NizomA.QURBONOV1, Salim S.DAVLATOV2, Kosim E. RAKHMANOV1,Alisher F.

ZAYNIYEV1

1 - Samarkand State Medical Institute. Samarkand, Uzbekistan

2 - Bukhara State Medical Institute named after Abu Ali ibn Sino, Bukhara, Uzbekistan.

ABSTRACT

The article describes modern methods of diagnosis and treatment of Mirizzi Syndrome.

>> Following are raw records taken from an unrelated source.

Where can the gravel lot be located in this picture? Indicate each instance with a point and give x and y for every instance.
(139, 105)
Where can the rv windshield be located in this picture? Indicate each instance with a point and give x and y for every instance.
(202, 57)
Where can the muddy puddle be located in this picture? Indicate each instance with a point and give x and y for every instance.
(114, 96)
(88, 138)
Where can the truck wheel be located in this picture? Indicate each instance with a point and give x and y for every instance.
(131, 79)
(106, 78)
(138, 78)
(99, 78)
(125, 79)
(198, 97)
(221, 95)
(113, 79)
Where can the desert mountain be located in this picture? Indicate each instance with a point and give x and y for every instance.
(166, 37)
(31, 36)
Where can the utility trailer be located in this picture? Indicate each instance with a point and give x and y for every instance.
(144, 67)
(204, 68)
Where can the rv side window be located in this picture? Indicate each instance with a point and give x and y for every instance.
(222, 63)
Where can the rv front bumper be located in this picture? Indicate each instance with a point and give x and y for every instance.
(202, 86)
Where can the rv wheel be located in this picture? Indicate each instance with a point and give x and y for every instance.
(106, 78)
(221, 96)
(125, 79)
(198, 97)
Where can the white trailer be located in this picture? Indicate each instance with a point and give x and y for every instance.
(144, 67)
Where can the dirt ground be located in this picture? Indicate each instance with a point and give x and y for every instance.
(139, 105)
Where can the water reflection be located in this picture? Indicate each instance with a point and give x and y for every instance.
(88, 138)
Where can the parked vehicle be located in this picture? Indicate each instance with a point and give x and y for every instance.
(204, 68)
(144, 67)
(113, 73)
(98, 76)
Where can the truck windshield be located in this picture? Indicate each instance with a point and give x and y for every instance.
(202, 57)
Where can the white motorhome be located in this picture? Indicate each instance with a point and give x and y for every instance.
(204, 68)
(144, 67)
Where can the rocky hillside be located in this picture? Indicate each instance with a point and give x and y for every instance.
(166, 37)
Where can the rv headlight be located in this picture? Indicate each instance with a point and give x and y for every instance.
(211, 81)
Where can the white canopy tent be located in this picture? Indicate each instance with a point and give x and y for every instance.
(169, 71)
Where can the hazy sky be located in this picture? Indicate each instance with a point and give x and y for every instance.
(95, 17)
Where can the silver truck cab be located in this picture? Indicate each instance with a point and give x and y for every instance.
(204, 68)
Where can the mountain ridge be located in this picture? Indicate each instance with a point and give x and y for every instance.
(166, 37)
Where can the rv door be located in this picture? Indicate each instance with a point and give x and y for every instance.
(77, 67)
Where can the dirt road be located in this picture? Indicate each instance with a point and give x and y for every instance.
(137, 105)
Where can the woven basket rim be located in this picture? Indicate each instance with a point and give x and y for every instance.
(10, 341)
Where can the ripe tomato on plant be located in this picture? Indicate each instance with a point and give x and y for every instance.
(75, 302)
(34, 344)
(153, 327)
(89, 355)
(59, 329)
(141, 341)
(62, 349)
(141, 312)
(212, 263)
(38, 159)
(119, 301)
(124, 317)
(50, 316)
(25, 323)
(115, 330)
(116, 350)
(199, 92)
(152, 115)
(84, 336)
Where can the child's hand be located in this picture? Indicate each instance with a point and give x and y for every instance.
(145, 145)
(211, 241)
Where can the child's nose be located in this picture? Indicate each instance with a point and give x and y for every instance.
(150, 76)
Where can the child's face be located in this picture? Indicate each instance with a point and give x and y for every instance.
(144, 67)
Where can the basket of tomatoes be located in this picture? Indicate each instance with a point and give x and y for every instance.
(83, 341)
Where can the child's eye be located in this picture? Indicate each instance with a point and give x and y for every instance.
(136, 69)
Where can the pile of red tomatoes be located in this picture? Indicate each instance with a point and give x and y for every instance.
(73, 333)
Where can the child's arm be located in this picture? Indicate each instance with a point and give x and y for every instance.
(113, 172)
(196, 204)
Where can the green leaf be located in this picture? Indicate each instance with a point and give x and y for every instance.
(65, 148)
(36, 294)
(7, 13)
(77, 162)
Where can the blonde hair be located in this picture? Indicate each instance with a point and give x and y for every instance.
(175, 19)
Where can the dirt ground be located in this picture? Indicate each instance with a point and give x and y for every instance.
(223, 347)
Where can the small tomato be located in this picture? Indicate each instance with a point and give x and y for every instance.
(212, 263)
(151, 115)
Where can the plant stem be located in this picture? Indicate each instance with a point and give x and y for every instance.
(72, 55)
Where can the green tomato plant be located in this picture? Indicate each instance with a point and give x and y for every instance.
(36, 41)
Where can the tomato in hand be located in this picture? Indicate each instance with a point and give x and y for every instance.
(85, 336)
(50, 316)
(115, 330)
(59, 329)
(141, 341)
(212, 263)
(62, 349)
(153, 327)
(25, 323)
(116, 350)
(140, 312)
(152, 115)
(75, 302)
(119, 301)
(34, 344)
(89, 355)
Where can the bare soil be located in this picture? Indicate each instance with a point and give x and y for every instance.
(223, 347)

Despite a wide range of surgical methods for treating this syndrome, the results of treatment to date remain not entirely satisfactory. The presence of Mirizzi Syndrome in a patient during surgery increases the risk of intra- and postoperative complications. Difficulties in diagnosing Mirizzi syndrome, the risk of damage to the bile duct, several observations, as well as a fairly wide range of surgical treatment methods determine the relevance of studying this problem. The introduction of modern methods for diagnosing MS and the development of rational surgical tactics, depending on the type of syndrome, will make it possible to improve the treatment of patients with this complication of gallstone disease.

KEY WORDS: Mirizzi syndrome, bile ducts, diagnostics, computed tomography, retrograde cholangiopancreatography.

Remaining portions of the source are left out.